Valletti Quintetto

MINVIELLE, IMBERT, BEER-DEMANDER, DALTIN, VALLETTI

Création

Marseille, décembre 2019. L’heure est grave. Gravement belle. Dans une salle de répétition, Serge Valletti, auteur dramatique bien connu de nos services (le cerveau de la saga Toutaristophane, c’est lui), prépare un nouveau coup. Le plan est ambitieux, son issue incertaine. Cette fois, il est question de lecture de textes en musique. Douze textes jaillis d’un trait sur des compos d’Elisabeth Valletti, la sœur de Serge. Certains serrés comme des poings, d’autres débordant comme la crue d’un fleuve. Il y a là une sacrée équipe : André Minvielle (percussions, “vocalchimie”), Raphaël Imbert (saxophones), Vincent Beer-Demander (mandoline), Grégory Daltin (accordéon). Tous experts en trafics sonores de grande ampleur, improvisations de haut vol, échappées belles. Tous en alerte, à l’écoute.

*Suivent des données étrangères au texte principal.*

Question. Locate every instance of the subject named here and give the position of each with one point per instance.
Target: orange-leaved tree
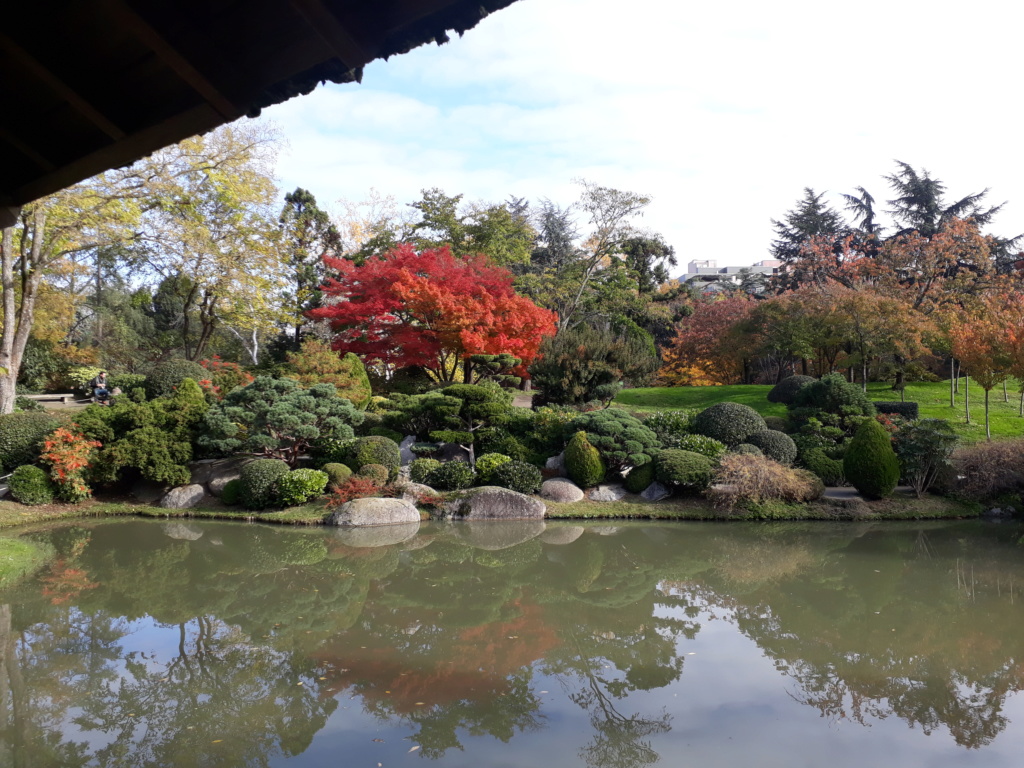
(431, 309)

Serge essaie un premier texte, un deuxième, un troisième… Chaque fois, la bande répond juste, trouve la respiration, la cadence, la cassure, le silence, les inventions qu’il faut. Valletti est comme un poisson dans l’eau – sa nouvelle eau. Dans sa bouche, les mots sonnent comme les relevés sensibles d’un conteur qui se souvient, se projette, rêve, rage, meurt, revit. C’est magnifique. Le coup parfait. En 1969, Valletti fut brièvement chanteur dans un groupe qui s’appelait Les Immondices. En 2020, il est diseur au long cours au sein du Valletti Quintetto – un groupe qui aurait pu s’appeler Les Diamants Bruts.